El investigador y docente Fortunato Mallimaci expresó su preocupación por la situación de las universidades públicas, la ciencia y otros sectores sociales, y cuestionó las políticas del Gobierno nacional durante una actividad realizada en Bahía Blanca.
Mallimaci destacó el reconocimiento internacional de la universidad argentina y señaló que su grupo de investigación, vinculado a la Universidad de Buenos Aires y al CONICET, recibirá en febrero a cerca de 300 investigadores de distintos países.
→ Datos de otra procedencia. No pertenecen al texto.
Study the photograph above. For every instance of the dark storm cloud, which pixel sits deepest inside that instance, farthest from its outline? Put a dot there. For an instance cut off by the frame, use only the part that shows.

En ese contexto, manifestó su “frustración” y “malestar” ante lo que consideró un incumplimiento de las obligaciones presupuestarias y cuestionó que no se respete la institucionalidad.
“Se deja de lado, no se respeta la institucionalidad, la democracia, se estigmatiza”, sostuvo. También afirmó que distintos sectores que reclaman mejores condiciones de vida, como jubilados y trabajadores, reciben en algunos casos respuestas represivas.
El investigador cuestionó además el cumplimiento de los presupuestos destinados a las universidades, la ciencia, los jubilados y las personas con discapacidad, así como el respeto de los derechos laborales.
“No es defender ningún privilegio, al contrario, es defender una sociedad que sea más justa, más libre, más fraterna”, afirmó.
Mallimaci remarcó que la universidad pública presta un servicio al conjunto de la sociedad y sostuvo que los reclamos no se limitan a la defensa de la institución universitaria.
También se refirió a la movilización realizada en Bahía Blanca y consideró que la reacción popular fue multitudinaria, aunque señaló que, a su entender, “la reacción del gobierno no ha cambiado”.
Por otra parte, cuestionó el rol del Poder Judicial, los medios de comunicación y sectores económicos frente a las políticas oficiales. En ese sentido, habló de una “complicidad” entre esos sectores y sostuvo que existen grupos que están aprovechando el actual contexto para realizar negocios en beneficio de unos pocos.
Finalmente, planteó una mirada de largo plazo y aseguró que los procesos políticos y sociales tienen un comienzo y un final. “Los que trabajamos estos temas sabemos que tienen principio y tienen fin”, concluyó.